The truly mystifying thing is how he has handled the politics of it. As I wrote in my last post of 2009, it takes special talent to take on all these big issues that progressives have been dreaming of working on for decades and yet have your activist base this disillusioned. So what is going on?

Some Democrats argue that the problem is with the progressive activist community itself, and that their unhappiness really isn't that big a problem anyway: most Democrats still like Obama, according to the polls, and where are those progressives going to go anyway? They argue that progressive leaders are just being whiny, and their whining doesn't matter. In fact, these Democrats argue, it is good that Obama has a lot of the lefties mad at him because it just demonstrates to the country what an independent centrist Obama really is.

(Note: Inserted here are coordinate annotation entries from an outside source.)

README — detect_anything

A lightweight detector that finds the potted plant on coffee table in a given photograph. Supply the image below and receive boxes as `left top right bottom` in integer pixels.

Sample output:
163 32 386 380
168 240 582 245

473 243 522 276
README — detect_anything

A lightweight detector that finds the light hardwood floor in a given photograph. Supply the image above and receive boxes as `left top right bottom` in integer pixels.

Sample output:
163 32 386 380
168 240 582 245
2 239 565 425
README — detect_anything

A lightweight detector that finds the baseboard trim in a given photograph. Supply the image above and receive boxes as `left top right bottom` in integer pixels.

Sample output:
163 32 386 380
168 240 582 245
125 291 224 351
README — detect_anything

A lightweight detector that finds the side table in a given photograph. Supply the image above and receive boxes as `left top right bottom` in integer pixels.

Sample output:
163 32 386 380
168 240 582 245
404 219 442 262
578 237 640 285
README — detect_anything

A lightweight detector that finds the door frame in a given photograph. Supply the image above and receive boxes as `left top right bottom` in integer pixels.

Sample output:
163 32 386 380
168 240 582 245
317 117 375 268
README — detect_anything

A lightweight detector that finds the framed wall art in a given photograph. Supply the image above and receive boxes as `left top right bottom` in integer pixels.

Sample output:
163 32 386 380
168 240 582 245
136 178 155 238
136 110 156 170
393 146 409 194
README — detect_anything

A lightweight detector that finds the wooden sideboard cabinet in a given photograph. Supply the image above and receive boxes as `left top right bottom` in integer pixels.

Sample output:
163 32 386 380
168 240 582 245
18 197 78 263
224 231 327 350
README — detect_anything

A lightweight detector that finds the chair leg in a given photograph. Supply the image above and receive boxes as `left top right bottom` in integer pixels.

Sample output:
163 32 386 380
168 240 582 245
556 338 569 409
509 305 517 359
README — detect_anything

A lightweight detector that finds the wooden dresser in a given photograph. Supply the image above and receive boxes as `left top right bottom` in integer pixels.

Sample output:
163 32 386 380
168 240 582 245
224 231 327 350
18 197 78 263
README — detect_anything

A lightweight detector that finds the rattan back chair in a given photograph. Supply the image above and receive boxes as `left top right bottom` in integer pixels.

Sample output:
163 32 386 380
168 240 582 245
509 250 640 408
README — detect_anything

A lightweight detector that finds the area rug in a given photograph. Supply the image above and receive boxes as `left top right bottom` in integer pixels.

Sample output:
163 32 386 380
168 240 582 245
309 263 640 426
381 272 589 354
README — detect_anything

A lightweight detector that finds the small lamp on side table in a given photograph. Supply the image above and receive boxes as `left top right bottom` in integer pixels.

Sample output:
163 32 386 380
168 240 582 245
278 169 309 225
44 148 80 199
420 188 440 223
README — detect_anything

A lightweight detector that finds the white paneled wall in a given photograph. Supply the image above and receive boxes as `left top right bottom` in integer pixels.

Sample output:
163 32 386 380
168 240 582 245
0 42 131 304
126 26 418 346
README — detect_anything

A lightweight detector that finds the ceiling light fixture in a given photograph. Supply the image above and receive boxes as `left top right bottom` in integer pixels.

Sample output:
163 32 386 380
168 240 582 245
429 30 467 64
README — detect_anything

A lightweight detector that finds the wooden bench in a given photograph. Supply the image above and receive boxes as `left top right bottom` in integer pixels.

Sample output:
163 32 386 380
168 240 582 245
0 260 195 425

I first heard these kinds of arguments as I was just entering politics in the 1970s, as the folks defending Jimmy Carter were telling people it was healthy for Carter to be distancing himself from the crazy liberals in the Democratic Party. I heard them in 1994 as moderate Democrats assured each other they would survive by distancing themselves from the "liberalism" of the national party. I heard them in 2002 when the top people in the party assured us that by putting the Iraq war vote behind us, we could refocus on other key issues and win the 2002 elections.

I have made this argument before, and will likely make it in my last blog post before I depart this mortal coil: Democrats win by uniting their base with swing voters, not by playing the two against each other. I am not one of those progressives who argue that you can win only by motivating progressives, but I do know it's essential that Democrats have them fighting hard on their behalf, as opposed to fighting with Democrats trying to win elections in a challenging year.

President Obama should be the president who gets this instinctively. He won by energizing volunteers and small donors hungry for change, people who gave and raised hundreds of millions of dollar and knocked on millions of doors. Those progressive activists successfully reached swing voters in neighborhood after neighborhood, and with a message of hope and change won the presidential election by the most decisive margin in 24 years. By taking on the big issues progressives have been passionately wanting to take on, he should have been able to keep that dream, and that fire, alive. But Democratic approval ratings for Obama have been dipping, online donations are down, it was very tough recruiting volunteers for campaigns last year, and Democratic base turnout was way down in the off-year elections. Most dangerous of all, the passion progressive activists have for helping and defending Obama in water cooler and neighborhood conversations with their friends is missing.

How did it come to this? Yes, expectations were too high to be immediately fulfilled. And some of the policy decisions have gone the conservatives' way, such as Afghanistan, banking policy and some of the compromises in the health care bill. But I think the paradox of a president working for universal health care and regulation of Wall Street and a huge new government role in climate change and comprehensive immigration reform finding himself with big problems with his base is too complicated to be easily explained away. I have a lot of theories about all this, and plan to be writing about the subject a lot in the coming year, but what I or others write about the subject is a lot less important than President Obama and his political team really examining this subject in some depth and coming up with a serious strategy to deal with it. Ignoring the problem, writing it off as unimportant, or even intentionally inflaming it (as unnamed White House officials seem to love to do) are all very bad ideas, because you cannot win elections or big legislative battles while fighting an even hotter civil war within your own team.

15 inches of snow, 40 mile an hour winds, minus 14 degree temperatures? Come the November election, it will look like a sunny day in May for Democrats in comparison if the president doesn't figure out how to rally his base. It is time for the White House to pay some attention to this problem.